Gov. Phil Bryant’s budget proposal for the 2018-19 fiscal year revives his idea of experimenting with free community college tuition for a certain number of students.
He wants the Legislature to allocate $7 million next year for the Mississippi Works Scholars Program. The governor says this would help more people learn skills that could qualify them for better jobs that pay more.
That certainly is possible, but the argument rests on the inaccurate contention that community college is unaffordable for too many families.
The cost of attending community college certainly has been rising, but it remains a tremendous bargain when compared to the expense of a four-year college or university.
To be more specific, a year of tuition and fees at a community college will run you about $3,000. Books and a dorm room probably would push the total to $5,000.

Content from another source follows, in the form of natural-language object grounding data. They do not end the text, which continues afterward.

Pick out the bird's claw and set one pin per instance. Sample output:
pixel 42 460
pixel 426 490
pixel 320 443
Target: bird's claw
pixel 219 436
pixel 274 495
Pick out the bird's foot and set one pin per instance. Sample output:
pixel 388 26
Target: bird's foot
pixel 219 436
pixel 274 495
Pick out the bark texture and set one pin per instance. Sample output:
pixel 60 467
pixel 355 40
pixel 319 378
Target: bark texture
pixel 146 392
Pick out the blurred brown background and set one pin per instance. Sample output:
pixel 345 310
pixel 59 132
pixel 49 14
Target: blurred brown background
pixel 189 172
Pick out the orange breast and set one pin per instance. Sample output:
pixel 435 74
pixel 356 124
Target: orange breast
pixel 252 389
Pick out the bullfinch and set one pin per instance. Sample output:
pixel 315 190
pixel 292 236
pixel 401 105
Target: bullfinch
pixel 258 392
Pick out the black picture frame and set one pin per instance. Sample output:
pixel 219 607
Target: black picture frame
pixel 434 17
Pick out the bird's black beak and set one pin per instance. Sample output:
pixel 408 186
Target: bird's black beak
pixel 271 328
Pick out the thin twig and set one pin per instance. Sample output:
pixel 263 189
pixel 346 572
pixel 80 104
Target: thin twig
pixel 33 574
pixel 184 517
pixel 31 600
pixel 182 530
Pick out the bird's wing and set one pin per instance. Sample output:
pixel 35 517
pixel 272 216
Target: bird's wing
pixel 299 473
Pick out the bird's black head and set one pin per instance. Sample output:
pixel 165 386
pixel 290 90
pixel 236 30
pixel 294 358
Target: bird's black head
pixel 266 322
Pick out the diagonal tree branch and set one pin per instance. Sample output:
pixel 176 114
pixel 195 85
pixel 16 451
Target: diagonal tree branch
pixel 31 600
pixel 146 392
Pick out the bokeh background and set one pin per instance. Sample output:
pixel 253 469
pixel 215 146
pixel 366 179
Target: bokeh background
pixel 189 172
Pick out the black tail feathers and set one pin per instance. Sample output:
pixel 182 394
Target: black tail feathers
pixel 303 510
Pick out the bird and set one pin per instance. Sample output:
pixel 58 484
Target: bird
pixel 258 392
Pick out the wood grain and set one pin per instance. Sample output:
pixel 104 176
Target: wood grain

The same package at a university in Mississippi is heading rapidly toward $15,000. So it’s clear the state already is helping ambitious people of modest means advance their education at a reasonable expense.
The real question is whether there are enough existing financial aid opportunities for students who have the desire but not the money to attend a community college. By itself, the federal Pell Grant program, which is for families with income below a certain level, helps many students with college expenses.
Most Mississippi community colleges also have decent scholarship and financial aid programs that provide assistance. It would be very hard to find somebody in Mississippi who badly wanted to attend a community college but was unable to do so because of finances.
Mississippi’s community college system already has plenty of ways to help people pay for their education expenses. As for the idea of the state offering it for free, it just seems that people take better care of something when they pay for it instead of when it’s given to them. The same concept may be true of a college education.
Free community college is an idea being talked about by Attorney General Jim Hood, who is contemplating running for governor in 2019. Bryant’s return to this proposal may be an effort to match Hood’s suggested largesse.
However, if the governor and the Legislature really want to help community colleges, they could come up with the money to prevent the tuition increases that have been occurring more frequently. This is what’s been making it difficult for the potential students who may make too much money to qualify for a Pell Grant, and who make arrangements with a community college to finish paying a semester’s tuition when their dad gets paid at work.
But that would cost an awful lot more than $7 million.